Wider Pattern of Misleading Courts, Scholars Warn
Legal scholars say the issues extend well beyond one case. Ryan Goodman, a professor at New York University School of Law and founding editor of the nonpartisan site Just Security, told 60 Minutes his team reviewed hundreds of court rulings involving President Donald Trump's administration.
“We found over 35 cases in which the judges have specifically said what the government is providing is false information. It might be intentionally false information, including false sworn declarations time and again,” Goodman said.
His study documents repeated judicial findings that government lawyers disregarded court rulings or failed to comply with orders, prompting some judges to question the traditional “presumption of regularity” accorded to executive actions.
Recent rulings have echoed that concern. Judges of both parties have criticized the department’s conduct, with one warning that “trust that had been earned over generations has been lost in weeks.”
Bondi’s department has not issued public statements addressing the pattern of judicial rebukes.

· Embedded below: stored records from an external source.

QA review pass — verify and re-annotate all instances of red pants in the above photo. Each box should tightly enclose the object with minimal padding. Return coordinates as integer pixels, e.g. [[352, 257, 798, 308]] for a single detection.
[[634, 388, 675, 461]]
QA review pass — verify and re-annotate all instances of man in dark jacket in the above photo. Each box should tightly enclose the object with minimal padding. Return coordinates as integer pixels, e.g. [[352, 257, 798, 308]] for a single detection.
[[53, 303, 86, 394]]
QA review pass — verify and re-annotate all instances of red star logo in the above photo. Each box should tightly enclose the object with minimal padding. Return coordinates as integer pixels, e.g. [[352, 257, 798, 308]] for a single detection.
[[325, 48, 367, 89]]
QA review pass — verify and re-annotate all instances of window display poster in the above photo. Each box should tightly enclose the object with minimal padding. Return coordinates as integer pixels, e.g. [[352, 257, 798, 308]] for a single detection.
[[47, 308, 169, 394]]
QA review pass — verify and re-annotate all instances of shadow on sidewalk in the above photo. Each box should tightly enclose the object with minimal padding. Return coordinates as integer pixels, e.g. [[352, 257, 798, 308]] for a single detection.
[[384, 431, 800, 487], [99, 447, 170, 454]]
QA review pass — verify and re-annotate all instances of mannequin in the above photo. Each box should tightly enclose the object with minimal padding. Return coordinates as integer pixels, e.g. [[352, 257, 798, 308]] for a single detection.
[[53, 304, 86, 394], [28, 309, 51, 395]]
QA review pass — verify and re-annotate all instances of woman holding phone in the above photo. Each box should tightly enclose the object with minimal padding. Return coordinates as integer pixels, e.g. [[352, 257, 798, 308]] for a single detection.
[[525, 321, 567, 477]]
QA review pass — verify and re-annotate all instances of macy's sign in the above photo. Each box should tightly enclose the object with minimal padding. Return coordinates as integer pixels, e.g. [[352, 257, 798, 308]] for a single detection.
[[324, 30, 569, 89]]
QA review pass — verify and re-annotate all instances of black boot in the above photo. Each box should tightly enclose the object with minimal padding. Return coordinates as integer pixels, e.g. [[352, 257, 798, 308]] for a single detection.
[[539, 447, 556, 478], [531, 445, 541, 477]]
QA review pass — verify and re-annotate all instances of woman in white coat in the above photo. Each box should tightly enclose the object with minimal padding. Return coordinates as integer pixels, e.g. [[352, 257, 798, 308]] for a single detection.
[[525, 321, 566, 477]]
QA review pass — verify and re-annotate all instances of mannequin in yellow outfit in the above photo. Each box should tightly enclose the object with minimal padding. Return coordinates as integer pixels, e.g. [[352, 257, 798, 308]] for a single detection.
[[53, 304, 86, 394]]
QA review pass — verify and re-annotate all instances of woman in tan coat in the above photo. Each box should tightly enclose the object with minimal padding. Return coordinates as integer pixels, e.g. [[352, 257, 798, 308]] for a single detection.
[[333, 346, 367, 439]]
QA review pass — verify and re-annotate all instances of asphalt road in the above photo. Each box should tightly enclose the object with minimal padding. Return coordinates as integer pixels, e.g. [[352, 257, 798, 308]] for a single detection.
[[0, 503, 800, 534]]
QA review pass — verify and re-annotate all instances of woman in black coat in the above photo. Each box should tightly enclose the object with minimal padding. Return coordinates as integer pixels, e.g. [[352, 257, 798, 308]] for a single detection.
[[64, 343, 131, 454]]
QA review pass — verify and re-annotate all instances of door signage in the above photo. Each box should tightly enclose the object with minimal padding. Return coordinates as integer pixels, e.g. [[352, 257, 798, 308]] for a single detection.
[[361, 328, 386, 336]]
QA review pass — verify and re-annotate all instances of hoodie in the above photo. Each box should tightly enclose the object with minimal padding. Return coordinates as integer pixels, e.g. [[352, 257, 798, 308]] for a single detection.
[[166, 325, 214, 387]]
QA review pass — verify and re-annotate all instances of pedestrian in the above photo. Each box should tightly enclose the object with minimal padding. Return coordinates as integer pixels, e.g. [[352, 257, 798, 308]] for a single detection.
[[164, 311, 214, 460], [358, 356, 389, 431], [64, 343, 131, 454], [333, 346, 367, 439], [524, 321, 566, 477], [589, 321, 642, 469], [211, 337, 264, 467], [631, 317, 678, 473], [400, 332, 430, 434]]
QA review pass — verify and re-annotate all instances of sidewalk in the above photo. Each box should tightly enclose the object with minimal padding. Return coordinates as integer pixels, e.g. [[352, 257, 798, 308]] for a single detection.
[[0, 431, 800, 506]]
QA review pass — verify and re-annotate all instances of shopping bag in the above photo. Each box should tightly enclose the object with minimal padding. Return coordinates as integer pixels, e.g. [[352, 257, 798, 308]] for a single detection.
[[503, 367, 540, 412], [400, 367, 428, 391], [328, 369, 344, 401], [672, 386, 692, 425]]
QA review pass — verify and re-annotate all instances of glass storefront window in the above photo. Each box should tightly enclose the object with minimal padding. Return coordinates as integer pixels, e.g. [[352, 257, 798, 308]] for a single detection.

The Supreme Court ruled unanimously this spring that everyone deported under the administration’s use of the Alien Enemies Act is entitled to due process—a decision underscoring the principle that even in national-security matters, government actions must remain subject to judicial review.
As Goodman observed, “The one entity, or person, or institution that gets hurt the most is the Justice Department.”
What People Are Saying
Judge Paula Xinis, at a July 11, 2025, hearing in Abrego Garcia vs. Noem said: “You have taken the presumption of regularity and you’ve destroyed it, in my view.”

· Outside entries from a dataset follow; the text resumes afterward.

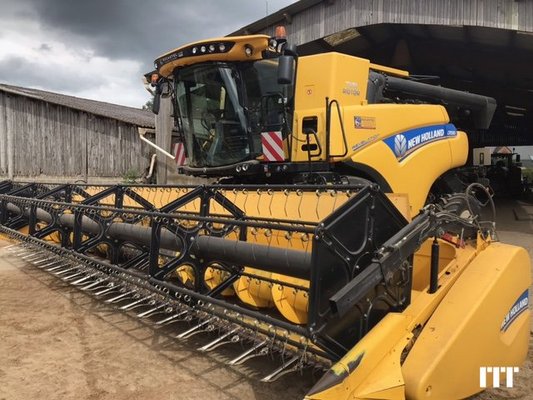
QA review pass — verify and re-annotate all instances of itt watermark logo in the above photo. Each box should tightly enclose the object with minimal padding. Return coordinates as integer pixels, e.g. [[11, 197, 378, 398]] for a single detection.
[[479, 367, 520, 388]]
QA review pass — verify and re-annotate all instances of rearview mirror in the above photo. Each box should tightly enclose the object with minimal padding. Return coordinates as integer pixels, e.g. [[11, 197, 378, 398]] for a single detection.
[[152, 85, 161, 115]]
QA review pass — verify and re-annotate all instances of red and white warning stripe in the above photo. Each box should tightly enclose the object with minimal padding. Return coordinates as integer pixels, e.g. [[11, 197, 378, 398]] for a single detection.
[[261, 131, 285, 161], [172, 142, 186, 167]]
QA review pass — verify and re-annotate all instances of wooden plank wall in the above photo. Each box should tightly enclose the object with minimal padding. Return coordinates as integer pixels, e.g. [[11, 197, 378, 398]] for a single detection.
[[262, 0, 533, 45], [0, 92, 149, 181]]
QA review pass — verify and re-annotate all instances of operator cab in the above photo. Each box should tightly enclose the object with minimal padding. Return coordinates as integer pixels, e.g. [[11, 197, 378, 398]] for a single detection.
[[151, 35, 295, 176]]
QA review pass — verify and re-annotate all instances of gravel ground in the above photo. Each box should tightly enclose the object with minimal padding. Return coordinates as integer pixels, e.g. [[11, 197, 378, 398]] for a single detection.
[[0, 203, 533, 400]]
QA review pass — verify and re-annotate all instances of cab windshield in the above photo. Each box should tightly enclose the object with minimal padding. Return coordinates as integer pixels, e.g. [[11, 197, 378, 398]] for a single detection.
[[174, 60, 291, 168]]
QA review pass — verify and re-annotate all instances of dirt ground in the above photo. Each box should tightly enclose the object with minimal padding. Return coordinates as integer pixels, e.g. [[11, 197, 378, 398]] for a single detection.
[[0, 200, 533, 400]]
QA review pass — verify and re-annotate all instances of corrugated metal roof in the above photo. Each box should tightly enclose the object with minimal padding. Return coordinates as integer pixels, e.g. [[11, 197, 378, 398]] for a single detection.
[[0, 83, 155, 128]]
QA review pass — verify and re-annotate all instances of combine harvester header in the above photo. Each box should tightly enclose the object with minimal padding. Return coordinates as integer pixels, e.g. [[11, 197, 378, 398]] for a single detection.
[[0, 25, 531, 400]]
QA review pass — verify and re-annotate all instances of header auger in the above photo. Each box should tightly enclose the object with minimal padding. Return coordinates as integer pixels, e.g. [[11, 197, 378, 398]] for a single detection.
[[0, 181, 529, 399], [0, 28, 531, 400]]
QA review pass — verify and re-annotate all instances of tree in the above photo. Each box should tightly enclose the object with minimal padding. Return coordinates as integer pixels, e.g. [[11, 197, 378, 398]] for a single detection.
[[141, 96, 154, 111]]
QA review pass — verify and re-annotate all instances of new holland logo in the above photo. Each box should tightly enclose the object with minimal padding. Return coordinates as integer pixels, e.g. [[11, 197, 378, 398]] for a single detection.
[[394, 135, 407, 157], [383, 124, 457, 161]]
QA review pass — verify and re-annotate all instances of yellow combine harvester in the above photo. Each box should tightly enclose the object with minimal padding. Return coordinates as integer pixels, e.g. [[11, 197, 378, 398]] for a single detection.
[[0, 26, 531, 400]]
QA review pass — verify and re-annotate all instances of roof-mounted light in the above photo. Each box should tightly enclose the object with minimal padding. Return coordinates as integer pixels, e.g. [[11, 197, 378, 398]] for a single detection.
[[274, 25, 287, 41]]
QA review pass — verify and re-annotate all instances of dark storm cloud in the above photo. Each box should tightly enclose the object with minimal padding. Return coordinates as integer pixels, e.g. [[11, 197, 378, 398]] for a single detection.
[[0, 56, 102, 93], [20, 0, 290, 69]]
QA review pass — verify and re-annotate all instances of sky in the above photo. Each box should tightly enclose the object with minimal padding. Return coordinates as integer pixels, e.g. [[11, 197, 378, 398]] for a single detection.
[[0, 0, 295, 108]]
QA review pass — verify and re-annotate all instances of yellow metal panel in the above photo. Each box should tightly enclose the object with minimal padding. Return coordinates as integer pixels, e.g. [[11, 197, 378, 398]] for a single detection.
[[370, 63, 409, 78]]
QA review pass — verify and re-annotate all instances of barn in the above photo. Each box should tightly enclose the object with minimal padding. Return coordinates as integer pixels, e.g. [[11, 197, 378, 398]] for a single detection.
[[0, 84, 155, 183]]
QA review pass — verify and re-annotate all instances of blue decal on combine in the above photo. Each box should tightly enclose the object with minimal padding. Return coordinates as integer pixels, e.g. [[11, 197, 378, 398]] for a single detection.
[[500, 289, 529, 332], [383, 124, 457, 160]]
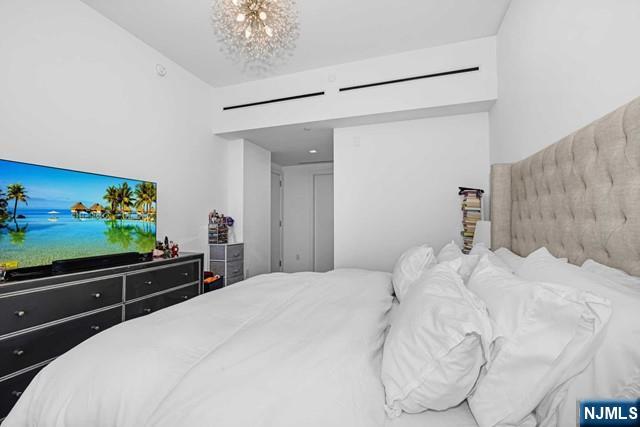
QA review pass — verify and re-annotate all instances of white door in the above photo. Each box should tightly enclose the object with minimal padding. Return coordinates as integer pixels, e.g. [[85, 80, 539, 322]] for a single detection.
[[271, 172, 282, 273], [313, 174, 333, 272]]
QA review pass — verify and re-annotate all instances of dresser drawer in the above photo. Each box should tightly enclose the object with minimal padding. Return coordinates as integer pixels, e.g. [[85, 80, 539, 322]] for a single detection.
[[124, 285, 198, 320], [227, 261, 244, 277], [227, 245, 244, 262], [126, 262, 200, 301], [0, 367, 43, 419], [224, 275, 244, 286], [209, 243, 244, 261], [0, 277, 122, 336], [209, 261, 226, 276], [0, 307, 122, 378]]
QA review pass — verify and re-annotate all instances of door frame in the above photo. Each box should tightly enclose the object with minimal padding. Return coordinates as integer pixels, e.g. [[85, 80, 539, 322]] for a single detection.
[[311, 171, 335, 272]]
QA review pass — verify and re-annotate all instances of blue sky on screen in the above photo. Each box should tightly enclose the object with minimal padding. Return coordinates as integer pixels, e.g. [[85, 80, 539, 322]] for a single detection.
[[0, 159, 152, 210]]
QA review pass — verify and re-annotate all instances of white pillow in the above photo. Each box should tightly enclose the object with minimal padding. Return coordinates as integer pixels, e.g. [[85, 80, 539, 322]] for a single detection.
[[517, 258, 640, 425], [469, 256, 611, 427], [391, 245, 437, 302], [438, 241, 480, 283], [381, 264, 491, 417], [469, 243, 510, 272], [582, 259, 640, 292], [495, 248, 524, 271], [438, 240, 464, 262]]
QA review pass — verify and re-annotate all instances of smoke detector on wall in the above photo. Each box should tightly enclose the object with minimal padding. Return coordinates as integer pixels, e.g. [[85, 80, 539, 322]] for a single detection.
[[156, 64, 167, 77]]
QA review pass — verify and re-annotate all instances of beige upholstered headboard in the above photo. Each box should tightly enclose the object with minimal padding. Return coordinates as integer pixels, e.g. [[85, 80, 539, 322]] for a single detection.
[[491, 98, 640, 276]]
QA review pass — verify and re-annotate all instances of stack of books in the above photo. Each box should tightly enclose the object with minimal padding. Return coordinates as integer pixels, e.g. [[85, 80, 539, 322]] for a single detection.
[[458, 187, 484, 254]]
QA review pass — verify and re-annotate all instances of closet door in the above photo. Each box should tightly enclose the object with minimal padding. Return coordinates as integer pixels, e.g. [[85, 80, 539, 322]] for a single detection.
[[313, 174, 333, 272]]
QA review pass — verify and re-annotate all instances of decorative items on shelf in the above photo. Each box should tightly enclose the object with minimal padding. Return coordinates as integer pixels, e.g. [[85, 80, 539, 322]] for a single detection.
[[209, 210, 234, 243], [153, 236, 180, 258], [458, 187, 484, 254]]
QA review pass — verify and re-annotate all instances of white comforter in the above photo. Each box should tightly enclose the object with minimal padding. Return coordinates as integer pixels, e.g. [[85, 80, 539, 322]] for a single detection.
[[3, 270, 392, 427]]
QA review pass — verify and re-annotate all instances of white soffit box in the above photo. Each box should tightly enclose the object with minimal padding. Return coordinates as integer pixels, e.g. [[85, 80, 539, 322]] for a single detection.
[[213, 37, 497, 134]]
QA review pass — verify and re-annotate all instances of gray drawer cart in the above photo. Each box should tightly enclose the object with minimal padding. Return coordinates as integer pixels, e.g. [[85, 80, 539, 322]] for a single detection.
[[209, 243, 244, 286], [0, 253, 204, 423]]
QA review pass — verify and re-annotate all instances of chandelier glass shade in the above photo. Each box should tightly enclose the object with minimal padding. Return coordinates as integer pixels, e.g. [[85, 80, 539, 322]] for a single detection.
[[211, 0, 299, 72]]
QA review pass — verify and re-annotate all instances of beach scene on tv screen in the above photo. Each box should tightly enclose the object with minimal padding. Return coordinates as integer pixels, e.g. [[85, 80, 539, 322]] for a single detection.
[[0, 159, 157, 269]]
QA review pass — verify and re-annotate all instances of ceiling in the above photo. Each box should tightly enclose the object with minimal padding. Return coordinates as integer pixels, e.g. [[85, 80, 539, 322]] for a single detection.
[[82, 0, 510, 87]]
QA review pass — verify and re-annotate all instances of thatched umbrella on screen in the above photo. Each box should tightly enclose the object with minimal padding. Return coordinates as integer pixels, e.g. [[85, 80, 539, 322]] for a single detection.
[[89, 203, 104, 218], [71, 202, 89, 217]]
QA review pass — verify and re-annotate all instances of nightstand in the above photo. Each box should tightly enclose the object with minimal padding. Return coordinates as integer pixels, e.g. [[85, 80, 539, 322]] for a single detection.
[[209, 243, 244, 286]]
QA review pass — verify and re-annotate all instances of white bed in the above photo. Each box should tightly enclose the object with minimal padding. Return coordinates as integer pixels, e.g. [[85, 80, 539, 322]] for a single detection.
[[3, 270, 476, 427], [3, 270, 393, 427]]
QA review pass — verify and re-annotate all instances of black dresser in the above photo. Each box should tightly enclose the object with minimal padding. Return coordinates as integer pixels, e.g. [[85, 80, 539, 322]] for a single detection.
[[0, 253, 204, 422]]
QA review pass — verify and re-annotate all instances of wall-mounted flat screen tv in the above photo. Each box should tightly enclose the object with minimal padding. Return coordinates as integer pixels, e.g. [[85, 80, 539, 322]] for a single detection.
[[0, 159, 157, 270]]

Judge Amy Berman Jackson, preliminary injunction order in National Treasury Employees Union vs. Vought, March 28, 2025, said: “The court is left with little confidence that the defense can be trusted to tell the truth about anything.”

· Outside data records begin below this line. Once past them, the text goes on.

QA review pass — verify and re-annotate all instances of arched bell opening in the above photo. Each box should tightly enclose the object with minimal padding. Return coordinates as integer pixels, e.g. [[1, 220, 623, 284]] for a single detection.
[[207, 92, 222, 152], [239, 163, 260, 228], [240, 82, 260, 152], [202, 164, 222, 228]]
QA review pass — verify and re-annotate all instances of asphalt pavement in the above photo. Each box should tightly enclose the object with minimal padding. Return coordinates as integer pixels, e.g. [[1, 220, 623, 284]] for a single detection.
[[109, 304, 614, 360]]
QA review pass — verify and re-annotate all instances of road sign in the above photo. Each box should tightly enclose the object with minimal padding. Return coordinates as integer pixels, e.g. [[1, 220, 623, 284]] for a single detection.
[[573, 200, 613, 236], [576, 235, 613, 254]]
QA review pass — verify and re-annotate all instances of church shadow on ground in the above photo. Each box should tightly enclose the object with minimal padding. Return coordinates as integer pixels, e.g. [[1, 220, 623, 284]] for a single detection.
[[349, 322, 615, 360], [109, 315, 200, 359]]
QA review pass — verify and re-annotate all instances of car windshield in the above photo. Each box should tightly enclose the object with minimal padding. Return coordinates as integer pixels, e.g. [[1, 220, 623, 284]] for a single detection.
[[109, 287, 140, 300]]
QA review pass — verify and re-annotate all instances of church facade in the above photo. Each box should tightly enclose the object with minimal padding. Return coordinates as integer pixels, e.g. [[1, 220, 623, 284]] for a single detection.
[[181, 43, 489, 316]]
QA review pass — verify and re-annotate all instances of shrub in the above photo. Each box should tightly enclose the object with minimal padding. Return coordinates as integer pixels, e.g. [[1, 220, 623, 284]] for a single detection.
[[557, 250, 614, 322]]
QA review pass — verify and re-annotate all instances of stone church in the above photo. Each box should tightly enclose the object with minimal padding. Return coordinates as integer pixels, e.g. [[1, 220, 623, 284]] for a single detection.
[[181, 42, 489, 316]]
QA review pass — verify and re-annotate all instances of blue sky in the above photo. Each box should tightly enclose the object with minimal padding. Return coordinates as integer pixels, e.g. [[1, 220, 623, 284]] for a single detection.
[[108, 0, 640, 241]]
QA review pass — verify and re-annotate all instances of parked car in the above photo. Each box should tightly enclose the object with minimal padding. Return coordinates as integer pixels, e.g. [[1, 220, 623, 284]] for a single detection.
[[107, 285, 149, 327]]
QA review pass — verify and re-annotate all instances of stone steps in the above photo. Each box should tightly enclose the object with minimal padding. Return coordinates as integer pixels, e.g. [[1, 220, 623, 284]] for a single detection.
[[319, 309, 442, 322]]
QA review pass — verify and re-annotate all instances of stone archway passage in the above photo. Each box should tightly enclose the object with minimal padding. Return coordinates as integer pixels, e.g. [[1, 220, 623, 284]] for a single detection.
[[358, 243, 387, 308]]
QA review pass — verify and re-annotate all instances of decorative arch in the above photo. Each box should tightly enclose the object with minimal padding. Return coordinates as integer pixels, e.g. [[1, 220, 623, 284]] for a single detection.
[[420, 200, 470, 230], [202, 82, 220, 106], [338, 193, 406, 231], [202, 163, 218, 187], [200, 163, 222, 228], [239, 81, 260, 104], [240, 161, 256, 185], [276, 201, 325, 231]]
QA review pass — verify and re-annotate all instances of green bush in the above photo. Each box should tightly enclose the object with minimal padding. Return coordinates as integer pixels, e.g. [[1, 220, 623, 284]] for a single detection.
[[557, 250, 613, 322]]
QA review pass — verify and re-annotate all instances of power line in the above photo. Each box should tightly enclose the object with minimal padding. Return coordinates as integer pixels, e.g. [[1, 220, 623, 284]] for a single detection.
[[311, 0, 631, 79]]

Chief Judge James E. Boasberg, memorandum opinion regarding Venezuelan deportations, April 16, 2025, said: “There is probable cause that defendants willfully disobeyed a binding judicial decree.”
What Happens Next
The next phase of the controversy surrounding the DOJ will hinge on accountability and trust. Reuveni’s whistleblower complaint is expected to prompt investigations by oversight bodies and possibly the DOJ inspector general, while federal judges may tighten scrutiny of government filings and enforce sanctions for misconduct.
Congress could hold hearings to examine whether senior officials disregarded judicial directives or retaliated against career lawyers. For Bondi, the challenge now is restoring credibility with the judiciary and reaffirming the department’s duty of candor.
Even if no wrongdoing is proven, the erosion of judicial trust could have lasting effects on how courts treat the government’s word in future cases.